To fetch a single thread by ID, use [`getThreadById()`](https://mastra.ai/reference/memory/getThreadById):

```typescript
const thread = await memory.getThreadById({ threadId: 'thread-123' })
```

### Messages

Once you have a thread, use [`recall()`](https://mastra.ai/reference/memory/recall) to retrieve its messages. It supports pagination, date filtering, and [semantic search](https://mastra.ai/docs/memory/semantic-recall).

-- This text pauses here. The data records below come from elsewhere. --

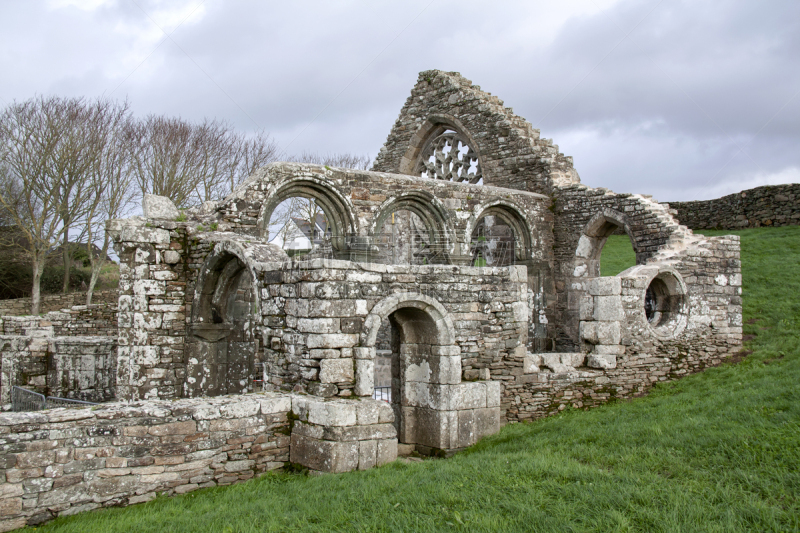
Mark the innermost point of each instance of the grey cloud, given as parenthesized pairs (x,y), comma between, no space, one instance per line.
(664,112)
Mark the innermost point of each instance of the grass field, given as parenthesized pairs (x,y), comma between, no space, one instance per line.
(716,451)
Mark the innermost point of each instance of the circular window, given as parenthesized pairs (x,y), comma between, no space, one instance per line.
(664,304)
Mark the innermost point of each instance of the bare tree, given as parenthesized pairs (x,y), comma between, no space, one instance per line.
(343,160)
(84,132)
(111,178)
(30,133)
(193,163)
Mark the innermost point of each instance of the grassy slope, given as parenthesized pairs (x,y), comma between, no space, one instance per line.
(716,451)
(617,255)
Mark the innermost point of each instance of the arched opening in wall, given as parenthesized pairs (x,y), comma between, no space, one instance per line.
(412,334)
(411,229)
(308,216)
(448,155)
(221,345)
(665,305)
(605,242)
(300,226)
(500,237)
(405,239)
(617,253)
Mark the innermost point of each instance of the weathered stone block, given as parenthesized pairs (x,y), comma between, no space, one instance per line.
(318,325)
(608,308)
(336,370)
(387,451)
(365,376)
(367,454)
(600,332)
(531,362)
(332,340)
(614,349)
(602,361)
(605,286)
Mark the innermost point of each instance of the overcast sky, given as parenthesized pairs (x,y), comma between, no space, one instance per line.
(682,100)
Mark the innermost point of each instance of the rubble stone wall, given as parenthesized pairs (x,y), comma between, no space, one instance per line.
(81,368)
(629,353)
(770,205)
(316,317)
(55,302)
(64,461)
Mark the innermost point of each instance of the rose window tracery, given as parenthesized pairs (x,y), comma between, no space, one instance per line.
(448,156)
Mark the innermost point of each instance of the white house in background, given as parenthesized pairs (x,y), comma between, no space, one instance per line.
(299,236)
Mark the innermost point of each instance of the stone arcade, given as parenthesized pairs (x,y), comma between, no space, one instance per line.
(207,307)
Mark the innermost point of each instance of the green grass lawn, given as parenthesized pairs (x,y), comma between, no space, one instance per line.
(716,451)
(617,255)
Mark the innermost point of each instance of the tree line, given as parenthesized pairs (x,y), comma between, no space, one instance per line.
(69,164)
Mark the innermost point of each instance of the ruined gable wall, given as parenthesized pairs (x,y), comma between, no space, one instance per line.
(771,205)
(511,152)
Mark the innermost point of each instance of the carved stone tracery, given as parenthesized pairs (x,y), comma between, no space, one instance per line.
(449,156)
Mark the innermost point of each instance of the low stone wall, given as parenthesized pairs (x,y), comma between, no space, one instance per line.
(64,461)
(81,368)
(770,205)
(79,320)
(55,302)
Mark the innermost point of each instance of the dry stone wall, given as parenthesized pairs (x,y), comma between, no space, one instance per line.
(770,205)
(64,461)
(81,368)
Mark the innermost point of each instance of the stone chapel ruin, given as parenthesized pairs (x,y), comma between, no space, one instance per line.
(232,358)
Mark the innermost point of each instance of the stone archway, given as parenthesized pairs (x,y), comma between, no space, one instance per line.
(435,246)
(594,237)
(517,246)
(221,342)
(337,209)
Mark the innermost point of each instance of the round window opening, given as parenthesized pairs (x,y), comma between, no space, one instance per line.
(664,304)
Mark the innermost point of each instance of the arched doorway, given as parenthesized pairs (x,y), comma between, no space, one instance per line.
(221,345)
(424,369)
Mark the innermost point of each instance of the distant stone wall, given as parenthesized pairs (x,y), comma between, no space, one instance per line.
(79,320)
(55,302)
(81,368)
(771,205)
(64,461)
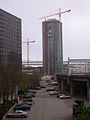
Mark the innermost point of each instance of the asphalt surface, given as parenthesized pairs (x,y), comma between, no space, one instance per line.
(48,107)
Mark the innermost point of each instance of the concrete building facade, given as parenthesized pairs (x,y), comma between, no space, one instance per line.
(10,39)
(52,47)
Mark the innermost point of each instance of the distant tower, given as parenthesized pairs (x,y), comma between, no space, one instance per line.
(52,47)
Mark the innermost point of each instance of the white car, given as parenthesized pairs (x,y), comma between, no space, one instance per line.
(17,114)
(64,96)
(53,92)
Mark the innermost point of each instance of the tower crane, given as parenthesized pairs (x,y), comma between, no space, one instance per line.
(28,42)
(59,14)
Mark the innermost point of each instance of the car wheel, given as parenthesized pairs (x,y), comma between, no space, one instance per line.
(23,116)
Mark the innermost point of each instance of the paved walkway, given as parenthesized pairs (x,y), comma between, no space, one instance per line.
(48,107)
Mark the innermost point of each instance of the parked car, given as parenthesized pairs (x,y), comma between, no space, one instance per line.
(53,92)
(59,94)
(50,88)
(64,96)
(28,103)
(33,91)
(17,114)
(27,99)
(22,106)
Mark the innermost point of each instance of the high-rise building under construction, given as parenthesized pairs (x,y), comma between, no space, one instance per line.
(52,47)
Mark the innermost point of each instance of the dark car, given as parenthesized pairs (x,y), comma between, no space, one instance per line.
(17,114)
(22,106)
(27,99)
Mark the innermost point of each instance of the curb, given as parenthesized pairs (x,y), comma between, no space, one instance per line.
(9,111)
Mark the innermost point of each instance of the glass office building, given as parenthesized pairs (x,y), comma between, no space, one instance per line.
(10,39)
(52,47)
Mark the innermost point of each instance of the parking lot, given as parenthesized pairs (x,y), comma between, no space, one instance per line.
(48,107)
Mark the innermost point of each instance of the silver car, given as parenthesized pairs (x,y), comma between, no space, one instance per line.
(17,114)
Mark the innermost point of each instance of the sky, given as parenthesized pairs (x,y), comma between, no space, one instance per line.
(75,25)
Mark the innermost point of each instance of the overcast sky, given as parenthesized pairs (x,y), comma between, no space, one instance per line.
(76,25)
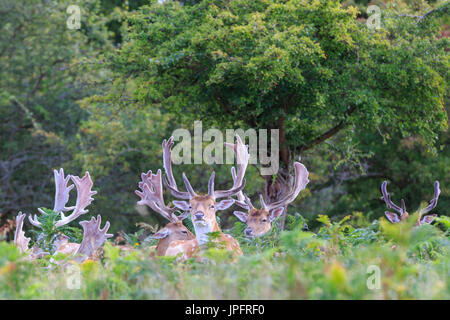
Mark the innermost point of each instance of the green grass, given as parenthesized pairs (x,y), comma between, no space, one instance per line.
(331,263)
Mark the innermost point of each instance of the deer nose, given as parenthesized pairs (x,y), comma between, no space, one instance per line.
(199,215)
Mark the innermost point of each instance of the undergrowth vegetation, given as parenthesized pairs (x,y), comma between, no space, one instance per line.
(350,258)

Basic recall returns all messages from a thread:

```typescript
const { messages } = await memory.recall({
  threadId: 'thread-123',
  perPage: false,
})
```

Paginate through messages:

```typescript
const { messages } = await memory.recall({
  threadId: 'thread-123',
  page: 0,
  perPage: 50,
})
```

Filter by date range:

```typescript
const { messages } = await memory.recall({
  threadId: 'thread-123',
  filter: {
    dateRange: {
      start: new Date('2025-01-01'),
      end: new Date('2025-06-01'),
    },
  },
})
```

Fetch a single message by ID:

```typescript
const { messages } = await memory.recall({
  threadId: 'thread-123',
  include: [{ id: 'msg-123' }],
})
```

Fetch multiple messages by ID with surrounding context:

```typescript
const { messages } = await memory.recall({
  threadId: 'thread-123',
  include: [
    { id: 'msg-123' },
    {
      id: 'msg-456',
      withPreviousMessages: 3,
      withNextMessages: 1,
    },
  ],
})
```

Search by meaning (see [Semantic recall](https://mastra.ai/docs/memory/semantic-recall) for setup):

```typescript
const { messages } = await memory.recall({
  threadId: 'thread-123',
  vectorSearchString: 'project deadline discussion',
  threadConfig: {
    semanticRecall: true,
  },
})
```

### UI format

Message queries return `MastraDBMessage[]` format. To display messages in a frontend, you may need to convert them to a format your UI library expects. For example, [`toAISdkV5Messages`](https://mastra.ai/reference/ai-sdk/to-ai-sdk-v5-messages) converts messages to AI SDK UI format.

## Thread cloning

Thread cloning creates a copy of an existing thread with its messages. This is useful for branching conversations, creating checkpoints before a potentially destructive operation, or testing variations of a conversation.

```typescript
const { thread, clonedMessages } = await memory.cloneThread({
  sourceThreadId: 'thread-123',
  title: 'Branched conversation',
})
```

You can filter which messages get cloned (by count or date range), specify custom thread IDs, and use utility methods to inspect clone relationships.